Ist das geistige Gerüst der Institution Kirche noch tragfähig?
 

 

Von Christa Tamara Kaul   -  April 2023
 


So wie Tag für Tag mehr Eis von den Polarkappen und den Gletschern wegschmilzt, so schwindet auch Tag für Tag mehr von der Glaubwürdigkeit und – zumindest in Europa – von den Mitgliedern der katholischen Kirche. Kann noch verhindert werden, dass aus der Klimakrise eine Klimakatastrophe wird? Die Chancen dafür stehen – in beiden Fällen – auf der Kippe.
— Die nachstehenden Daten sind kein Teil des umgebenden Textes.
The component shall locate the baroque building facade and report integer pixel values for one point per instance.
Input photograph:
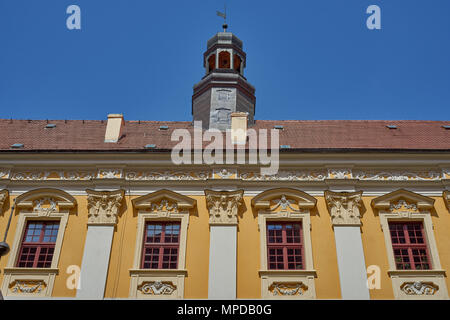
(357, 209)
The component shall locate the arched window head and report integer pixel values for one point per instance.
(224, 60)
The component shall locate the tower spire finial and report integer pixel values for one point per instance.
(224, 16)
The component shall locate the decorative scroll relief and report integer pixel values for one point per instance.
(4, 173)
(104, 206)
(3, 196)
(27, 286)
(164, 206)
(157, 288)
(109, 173)
(283, 204)
(339, 173)
(344, 207)
(44, 207)
(397, 175)
(419, 288)
(403, 205)
(296, 175)
(288, 288)
(225, 174)
(166, 175)
(446, 196)
(223, 206)
(77, 175)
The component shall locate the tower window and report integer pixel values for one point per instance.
(212, 62)
(237, 63)
(224, 60)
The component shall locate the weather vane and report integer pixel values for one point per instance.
(224, 16)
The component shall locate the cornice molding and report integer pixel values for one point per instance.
(103, 206)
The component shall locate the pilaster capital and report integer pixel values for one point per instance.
(3, 196)
(344, 207)
(223, 206)
(104, 206)
(446, 196)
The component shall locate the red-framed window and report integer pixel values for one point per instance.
(161, 245)
(409, 246)
(285, 246)
(38, 244)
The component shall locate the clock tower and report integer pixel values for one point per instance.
(224, 89)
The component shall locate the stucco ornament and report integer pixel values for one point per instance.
(3, 196)
(27, 286)
(44, 207)
(157, 288)
(104, 206)
(419, 288)
(344, 207)
(223, 206)
(288, 288)
(447, 199)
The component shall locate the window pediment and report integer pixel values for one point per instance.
(402, 200)
(284, 199)
(45, 201)
(164, 200)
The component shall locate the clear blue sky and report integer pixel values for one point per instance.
(308, 59)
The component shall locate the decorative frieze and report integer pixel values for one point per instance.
(339, 173)
(315, 174)
(397, 175)
(419, 288)
(104, 206)
(288, 288)
(4, 194)
(4, 173)
(294, 175)
(344, 207)
(109, 173)
(403, 205)
(223, 206)
(157, 288)
(166, 175)
(45, 206)
(27, 286)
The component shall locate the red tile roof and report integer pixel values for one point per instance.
(88, 135)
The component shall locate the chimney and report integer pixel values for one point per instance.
(239, 127)
(114, 127)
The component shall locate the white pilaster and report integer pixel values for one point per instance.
(346, 220)
(351, 263)
(94, 267)
(223, 209)
(222, 262)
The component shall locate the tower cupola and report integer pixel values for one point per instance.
(224, 89)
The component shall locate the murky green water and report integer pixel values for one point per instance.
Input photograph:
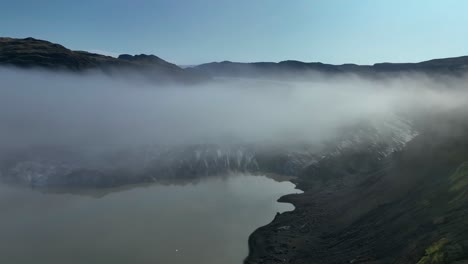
(206, 222)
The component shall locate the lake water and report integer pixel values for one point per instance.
(207, 222)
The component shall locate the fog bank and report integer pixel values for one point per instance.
(44, 108)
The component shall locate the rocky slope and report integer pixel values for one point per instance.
(358, 207)
(307, 70)
(35, 53)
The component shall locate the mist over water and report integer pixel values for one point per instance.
(88, 110)
(207, 222)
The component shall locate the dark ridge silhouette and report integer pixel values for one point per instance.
(35, 53)
(291, 68)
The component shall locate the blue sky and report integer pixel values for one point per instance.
(197, 31)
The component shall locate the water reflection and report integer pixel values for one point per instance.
(203, 222)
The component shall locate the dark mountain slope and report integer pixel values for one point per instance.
(33, 53)
(451, 66)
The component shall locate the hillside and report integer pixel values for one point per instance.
(285, 69)
(34, 53)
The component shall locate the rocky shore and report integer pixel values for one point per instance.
(410, 207)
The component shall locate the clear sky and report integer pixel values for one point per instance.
(198, 31)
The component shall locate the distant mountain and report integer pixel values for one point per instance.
(32, 53)
(290, 68)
Unterschiedliche Meinungen gehören seit jeher auch zur katholischen Kirche. Allerdings wurden zu aufmüpfige Diskussionen bisher meistens durch ein Machtwort aus dem „System Kirche“, also seitens der jeweilig zuständigen Bischöfe oder gar aus Rom, in überschaubaren Grenzen gehalten. Dabei wurde trotz der Botschaft von der Liebe Gottes und der Zuwendung zu den Leidenden und Unterdrückten dieser Welt meistens überdeckt, dass das „System Kirche“ seit langem ein in sich geschlossener Machtapparat ist, der den Missbrauch von Menschen ermöglicht.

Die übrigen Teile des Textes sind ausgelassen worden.